Summer 2024 sees New Order return to Manchester for a special homecoming show, marking their first full headline performance in the city since 2021. The all-day outdoor concert will take place at Wythenshawe Park and feature a huge supporting bill including Manchester legend Johnny Marr and adopted Manc Róisin Murphy.
Rising out of the ashes of Joy Division, New Order defied the odds to become one of the most influential bands in the world, splitting the difference between guitar-heavy post punk and club-ready dance music in a way that had never been done before. Their second record, Power, Corruption and Lies (1983) was the first that saw them fully distance themselves from former glories. Gone was the darkness and coldness of Joy Division; synth-heavy tunes like ‘Age of Consent’ and ‘The Village’ brimmed with life and possibility.
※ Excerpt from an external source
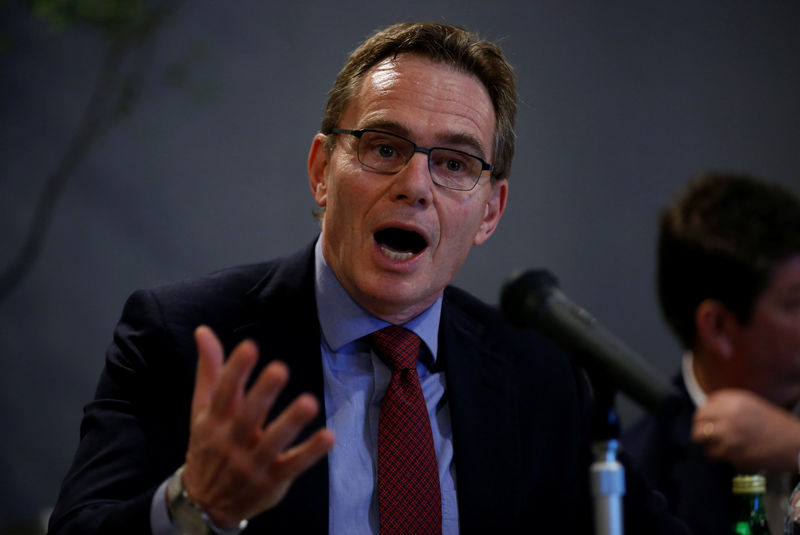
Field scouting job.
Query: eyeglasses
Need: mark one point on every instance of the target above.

Heralded by the superb single ‘The Perfect Kiss’, the band resurfaced in 1985 with Low-life, followed by 1986’s Brotherhood, whose ‘Bizarre Love Triangle’ made significant inroads among mainstream pop audiences, cemented by the adored (and recently re-released) compilation album Substance. 1989’s Technique, meanwhile, was a dancefloor-focused powerhouse inspired by clubs in Ibiza, New York and London; the band’s hedonistic peak.
While the members of New Order largely spent the ’90s pursuing solo and side projects (more on that in a second), the noughties saw them release two solid, if slightly unremarkable guitar-based albums: Get Ready and Waiting for the Siren’s Call, before bassist Peter Hook acrimoniously left the band. No doubt to Hooky’s annoyance, 2015’s Music Complete represented a glorious return to form – a dive back into all-out electronic music, replete with the kinds of synth washes, icy arps and pounding drums that powered their ’80s classics.
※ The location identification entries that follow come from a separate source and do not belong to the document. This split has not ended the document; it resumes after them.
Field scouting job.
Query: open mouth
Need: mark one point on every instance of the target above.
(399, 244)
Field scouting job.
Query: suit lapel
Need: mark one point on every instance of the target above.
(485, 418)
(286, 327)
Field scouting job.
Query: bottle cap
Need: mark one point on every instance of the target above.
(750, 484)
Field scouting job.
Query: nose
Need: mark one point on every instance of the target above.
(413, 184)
At Wythenshawe Park you can expect to hear tunes like ‘Restless’, ‘Plastic’ and ‘Tutti Frutti’ from that last studio album, alongside the consecrated bangers from the band’s early days.
Support at the event will come from former The Smiths guitarist and good friend of the band, Johnny Marr. In the late 1980s, Marr and New Order’s Bernard Sumner formed Electronic, a synth-dance act that remained their primary side project throughout the 1990s. Together, the pair released three albums and collaborated with fellow synthpop pioneers Pet Shop Boys. At Aviva Studios in December 2023, Marr put on one of our favourite shows of the year with the Johnny Marr Orchestra, and reminded us what a Mancunian and national treasure he is.
Known in the 1990s as one half of the pop duo Moloko, Irish singer and songwriter Róisín Murphy will be another huge draw, following the recent release of her universally acclaimed sixth studio album, Hit Parade. Fresh off a breath-taking sold-out gig at Manchester’s Albert Hall in May 2023, Róisin Murphy will bring her incredible charisma and talent back to Manchester, as part of what promises to be one of the standout events in the city’s cultural calendar for 2024.